For those of you who want more detail before you buy: Origami Design Secrets is an origami book unlike any other origami book to date (though we can always hope for more such wondrous content in future works by Robert Lang and other authors.) In addition to a fine selection of diagrams for twenty-two new models (details below) plus three designs for elephant heads used as a design example in chapter 3, it describes, in fascinating, engaging and well-written detail, the author's own design method, philosophy and, as the author puts it, his "bag of tricks" for origami design. The book is best read in sequence, as each chapter builds on the concepts and materials presented before; each chapter has a model or more illustrating the techniques described therein.

Origami Design Secrets is an astonishing 585 pages long, with the crease patterns, bases and drawing of the finished model for an extra 25 or so models in addition to the full instructions for the 25 new models. The text is interspersed with countless well-drawn diagrams illustrating techniques as they are described. The language and math levels throughout are geared towards an average origami practitioner with a high-school level mathematics background, making the book very approachable in spite of its technical content.

This book is surely destined to become one of those classics that later works reference - your origami bookshelf will be incomplete without a copy!


Book Details:

Note: all copyrighted text and photographic material from the book used in this review is so used by express permission of the author, and may not be redistributed. All errors and omissions are the responsibility of the author of this webpage.

Chapter 1: Introduction

From the Introduction:

"...I don't think of origami design as a cookbook process so much as a bag of tricks from which I select one or more in the design of a new model. Here is a base (a fundamental folding pattern) with six legs: I'll use it to make a beetle. Here is a technique for adding a pair of points to an existing base: I'll combine these to make wings. Some designers have deeper bags of tricks than others; some, like John Montroll, have a seemingly bottomless bag of tricks. I can't really teach the way to design origami, for there is no single way to design; but what I can and will try to do in this book, is to pass on some of the tricks from my bag. Origami design can indeed be pursued in a systematic fashion. There are now simple, codified mathematical and geometric techniques for developing a desired structure."
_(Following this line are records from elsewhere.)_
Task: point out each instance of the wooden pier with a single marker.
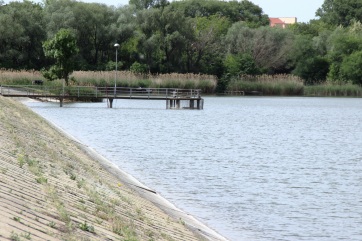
(175, 98)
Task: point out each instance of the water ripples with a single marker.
(251, 168)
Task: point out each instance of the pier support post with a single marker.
(192, 104)
(110, 102)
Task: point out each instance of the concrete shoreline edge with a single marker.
(193, 224)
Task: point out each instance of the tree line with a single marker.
(222, 38)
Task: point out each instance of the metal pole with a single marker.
(115, 78)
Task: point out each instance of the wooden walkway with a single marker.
(175, 98)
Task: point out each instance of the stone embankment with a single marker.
(52, 189)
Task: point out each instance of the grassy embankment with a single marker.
(288, 85)
(278, 85)
(51, 189)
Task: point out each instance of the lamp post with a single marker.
(116, 45)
"This book is a collection of those techniques. It is not a step-by-step recipe book for design. Origami is, first and foremost, an art form, an expression of creativity, and it is the nature of creativity that it cannot be taught directly. However, it can be developed through example and practice. As in other art forms, you can learn techniques that serve as a springboard for creativity."

"The techniques of origami design that are described in this book are analogous to a rainbow of colors on an artist's palette. You don't need a broad spectrum, but while one can paint beautiful pictures using only black and white, the introduction of other colors immeasurably broadens the scope of what is possible... [H]aving a richer palette of techniques from which to choose can allow the origami artist to more fully express his or her artistic vision."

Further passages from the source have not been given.